If it were the Wild West, the election officials and office-holders would track down their tormentors and shut them up one way or another. Dox them... threaten their families. Or their jobs. Or maybe do actual violence.
Those creatures want a civil war... but I suspect they'd back off if things got personal. Demonstrations outside their homes, businesses, jobs.... late-night phone threats...missing pets...
hadEnuf
(2,194 posts)Joinfortmill
(14,432 posts)And as Joe would say, "I'm not kidding."
bucolic_frolic
(43,188 posts)What punishment could these cretins expect after the insurrectionists receive paltry sentences? A find of $50 and 'don't do that anymore?'
These should be the $5,000 fines for a first offense.
FakeNoose
(32,645 posts)All the feds need to do is hack the members' login credentials. I'll bet they've already done that.
Jon King
(1,910 posts)Its barely in the starting stages of raising capital and likely will never happen. The code they were going to use was not properly license so it looks like it won't ever get off the ground.
Trueblue1968
(17,228 posts)MAYBE THEY WILL END UP IN JAIL FOR THREATENING BODILY HARM TO PUBLIC OFFICIALS
Ross Miller, a Georgia real-estate investor, warned an official in the Atlanta area that hed be tarred and feathered, hung or face firing squads unless he addressed voter fraud. In an interview, Miller said he would continue to make such calls until they do something. He added: We cant have another election until they fix what happened in the last one.
SNIP
Jamie Fialkin of Peoria, Arizona, talked of a grand conspiracy of those controlling the media, the banking system and social media companies. When you have those three things, you can get away with anything you can tell people, black is white, white is black, and people go, OK, Fialkin said. ..... Fialkin blamed one person in particular for Trumps Arizona loss: Secretary of State Katie Hobbs, the states top election official. On June 3, Fialkin called Hobbs office and left a message saying shed hang from a f‑‑‑‑‑‑ tree.

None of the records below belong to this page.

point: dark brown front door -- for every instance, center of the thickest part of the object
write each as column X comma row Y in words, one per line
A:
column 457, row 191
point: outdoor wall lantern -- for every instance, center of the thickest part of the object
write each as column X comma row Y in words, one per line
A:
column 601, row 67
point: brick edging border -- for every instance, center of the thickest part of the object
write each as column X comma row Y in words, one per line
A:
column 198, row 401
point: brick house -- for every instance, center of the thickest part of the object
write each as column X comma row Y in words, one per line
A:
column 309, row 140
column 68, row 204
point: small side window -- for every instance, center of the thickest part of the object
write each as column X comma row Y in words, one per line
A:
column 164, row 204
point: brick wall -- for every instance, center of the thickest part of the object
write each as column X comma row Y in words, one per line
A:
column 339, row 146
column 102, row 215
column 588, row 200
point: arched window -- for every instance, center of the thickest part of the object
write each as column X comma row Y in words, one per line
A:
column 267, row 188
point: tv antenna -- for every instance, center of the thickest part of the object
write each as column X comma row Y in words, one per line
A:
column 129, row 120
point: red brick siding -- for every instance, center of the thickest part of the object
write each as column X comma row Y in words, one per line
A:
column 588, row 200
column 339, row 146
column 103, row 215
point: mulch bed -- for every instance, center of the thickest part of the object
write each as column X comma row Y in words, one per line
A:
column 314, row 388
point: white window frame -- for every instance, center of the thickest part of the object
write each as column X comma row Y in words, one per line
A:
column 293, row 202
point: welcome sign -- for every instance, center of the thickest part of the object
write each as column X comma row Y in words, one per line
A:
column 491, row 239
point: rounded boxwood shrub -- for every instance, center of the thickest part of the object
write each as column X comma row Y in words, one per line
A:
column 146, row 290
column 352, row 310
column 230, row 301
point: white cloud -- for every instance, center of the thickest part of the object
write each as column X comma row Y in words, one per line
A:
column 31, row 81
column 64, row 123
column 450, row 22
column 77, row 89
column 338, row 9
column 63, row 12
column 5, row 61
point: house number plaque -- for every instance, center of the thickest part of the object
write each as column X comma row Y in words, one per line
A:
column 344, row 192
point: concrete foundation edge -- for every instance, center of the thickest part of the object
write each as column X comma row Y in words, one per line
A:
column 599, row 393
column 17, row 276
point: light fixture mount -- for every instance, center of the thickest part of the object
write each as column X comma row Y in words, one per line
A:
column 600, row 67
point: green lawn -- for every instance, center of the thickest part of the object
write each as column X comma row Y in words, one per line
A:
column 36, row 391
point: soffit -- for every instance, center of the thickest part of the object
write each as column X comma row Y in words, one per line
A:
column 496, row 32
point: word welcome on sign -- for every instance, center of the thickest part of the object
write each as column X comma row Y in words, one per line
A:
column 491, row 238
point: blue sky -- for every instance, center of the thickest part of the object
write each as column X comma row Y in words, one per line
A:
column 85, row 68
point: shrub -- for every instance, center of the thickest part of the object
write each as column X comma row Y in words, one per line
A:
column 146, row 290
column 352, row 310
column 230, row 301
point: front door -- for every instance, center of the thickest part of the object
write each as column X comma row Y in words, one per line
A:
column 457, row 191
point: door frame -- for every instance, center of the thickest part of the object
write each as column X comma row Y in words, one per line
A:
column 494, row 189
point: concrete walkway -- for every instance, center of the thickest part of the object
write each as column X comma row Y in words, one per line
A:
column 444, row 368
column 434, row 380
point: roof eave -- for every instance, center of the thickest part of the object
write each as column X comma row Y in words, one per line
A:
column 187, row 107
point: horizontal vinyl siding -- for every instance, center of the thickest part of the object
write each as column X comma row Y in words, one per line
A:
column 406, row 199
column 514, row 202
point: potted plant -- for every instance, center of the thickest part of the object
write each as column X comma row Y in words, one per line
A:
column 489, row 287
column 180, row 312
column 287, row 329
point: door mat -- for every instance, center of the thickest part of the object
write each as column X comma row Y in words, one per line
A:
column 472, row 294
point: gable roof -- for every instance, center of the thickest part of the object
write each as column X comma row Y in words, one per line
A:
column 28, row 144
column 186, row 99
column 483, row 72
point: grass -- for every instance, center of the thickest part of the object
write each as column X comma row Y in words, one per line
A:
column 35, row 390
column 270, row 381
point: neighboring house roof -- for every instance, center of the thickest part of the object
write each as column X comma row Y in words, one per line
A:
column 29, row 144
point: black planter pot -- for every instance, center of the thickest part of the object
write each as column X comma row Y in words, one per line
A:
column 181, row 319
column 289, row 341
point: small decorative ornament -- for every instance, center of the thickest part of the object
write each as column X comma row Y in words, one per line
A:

Theyre going to hang you for treason, you f‑‑‑‑‑‑ bitch, Fialkin said.
SNIP
Jeff Yeager, a 56-year-old self-employed electrician from Los Angeles, California. Yeager, too, called for her execution.
When Katie the c‑‑‑ is executed for treason, what are you f‑‑‑‑‑‑ traitors going to be doing for work? Yeager said in a June 17 voicemail left for Hobbs and her staff. Months later, on Sept. 8, he left another voicemail warning shed be executed. Yeager acknowledged leaving the messages and said he didnt care if Hobbs felt threatened. If she thinks that Im a threat to her, Im not, he said. But the public is going to hang this woman.
SNIP
BE AFRAID: A screenshot of Eric Picketts Facebook threat to Colorados chief elections officer
Eric Pickett, a 42-year-old night staffer at a youth treatment center in Utah, said his anger boiled over after watching an Aug. 10 cyber symposium held by pillow magnate Mike Lindell, a Trump ally who has pushed false election conspiracy theories. At the symposium, Peters, an election-fraud conspiracy theorist, claimed Griswold raided her office to produce false evidence and bully her.
None of that was true, according to state officials. Nonetheless, Pickett snapped. He got on Facebook and sent Griswold a message.
You raided an office. You broke the law. STOP USING YOUR TACTICS. STOP NOW. Watch your back. I KNOW WHERE YOU SLEEP, I SEE YOU SLEEPING. BE AFRAID, BE VERRY AFFRAID. I hope you die.
A Griswold spokesperson said the August message was promptly referred to state and federal law enforcement. The threat was reported by Reuters in September.
there are more on this article..... read here https://www.reuters.com/investigates/special-report/usa-election-threats/
Maraya1969
(22,483 posts)I know I would be humiliated if some of my behavior from the past was put on audio or video. I think a healthy does of "Oh shit what if someone sees/hears" is a good thing.